Bonne journée à toi aussi!
Superbe écrit, je ne m’en lasse pas!!!!!!!!!
Merci cher Pierrot! Prends donc une autre tranche de la robe de Jésus, c’est du massepain 😉
C’est bien écrit, c’est sûr. C’est drôle, c’est sûr.
Que dieu te garde !
amitiés.
Celui avec le fouet, alors! L’autre, j’ai pas trop confiance!
Bien bel écrit,mais tu vois,j’ai vécu ma jeunesse
avec les soeurs et les curés,ma famille était trés coyante,
et moi aussi,et même encore maintenant ,alors je ne dis
rien …
Je te souhaite une belle et agréable soirée,bisous à toi,
ma belle.
Moi aussi, soeurs et curés, des bons et des mauvais, et surtout beaucoup de très médiocres. Ceci dit… je suis croyante en dépit des images saintes à l’eau de rose et des chipies en cornettes!
Bisous Mimi!
Ah, ha, ça vole superbement!
Je n’ai jamais croqué de Jésus en massepain, non, n’y cru en rien, mais je lisais (au grand bonheur des soeurs) les histoires de la Bible avec un immense plaisir; les mystères de miracles me fascinaient, les personnages devenaient vivants…voilà.
Bon weekend Edmée.
J’adorais l’ancien testament, avec Jézabel, Joseph jeté dans le puits par ses frères, Moise dans son petit panier d’osier… d’autant que c’était la grande époque des films bibliques!!!
Bon dimanche!
Bon début de semaine:-)
Toi aussi… venteux en tout cas!
La bible racontée version Edmée, c’est génial, on dirait une sit-com…surtout l’histoire d’amour de Marie qui en pince pour Jesus…

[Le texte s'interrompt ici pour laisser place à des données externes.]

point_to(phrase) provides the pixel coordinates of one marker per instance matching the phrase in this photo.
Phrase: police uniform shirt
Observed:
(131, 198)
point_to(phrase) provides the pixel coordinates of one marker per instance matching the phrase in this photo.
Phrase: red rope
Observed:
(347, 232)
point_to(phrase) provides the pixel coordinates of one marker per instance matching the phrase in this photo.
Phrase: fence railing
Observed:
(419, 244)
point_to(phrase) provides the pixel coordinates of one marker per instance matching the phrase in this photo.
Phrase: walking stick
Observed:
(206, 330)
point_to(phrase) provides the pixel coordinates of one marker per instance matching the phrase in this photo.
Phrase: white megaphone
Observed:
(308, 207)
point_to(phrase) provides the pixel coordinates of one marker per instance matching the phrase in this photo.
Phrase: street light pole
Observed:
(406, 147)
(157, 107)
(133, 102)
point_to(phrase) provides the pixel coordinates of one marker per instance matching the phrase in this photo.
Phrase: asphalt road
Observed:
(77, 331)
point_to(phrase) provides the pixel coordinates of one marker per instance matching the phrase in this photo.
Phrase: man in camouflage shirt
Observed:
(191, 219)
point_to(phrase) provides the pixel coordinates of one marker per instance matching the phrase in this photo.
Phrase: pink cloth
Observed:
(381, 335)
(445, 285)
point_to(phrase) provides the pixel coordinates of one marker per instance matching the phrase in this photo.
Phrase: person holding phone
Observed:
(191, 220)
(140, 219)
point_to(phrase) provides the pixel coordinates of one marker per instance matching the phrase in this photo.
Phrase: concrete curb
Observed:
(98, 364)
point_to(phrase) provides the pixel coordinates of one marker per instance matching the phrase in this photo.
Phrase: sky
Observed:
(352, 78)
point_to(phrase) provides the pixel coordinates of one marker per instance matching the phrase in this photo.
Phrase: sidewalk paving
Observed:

et le passage sadomaso où Jésus s’arme d’un fouet…
T’as pas peur d’aller rôtit en enfer après tout ça, vilaine fille? 😉
Il doit bien s’amuser. Ca le change de se promener au salon avec ses palmes en chantant des cantiques… 🙂
Et la pluie lol , bises!
Elle a dû partir chez toi car elle n’est plus ici – pour l’instant, car je parie que tu vas me la renvoyer.. 🙂
oui na!;-)
🙂
Moi, enfant, je ne me suis pas trop intéressé au personnage.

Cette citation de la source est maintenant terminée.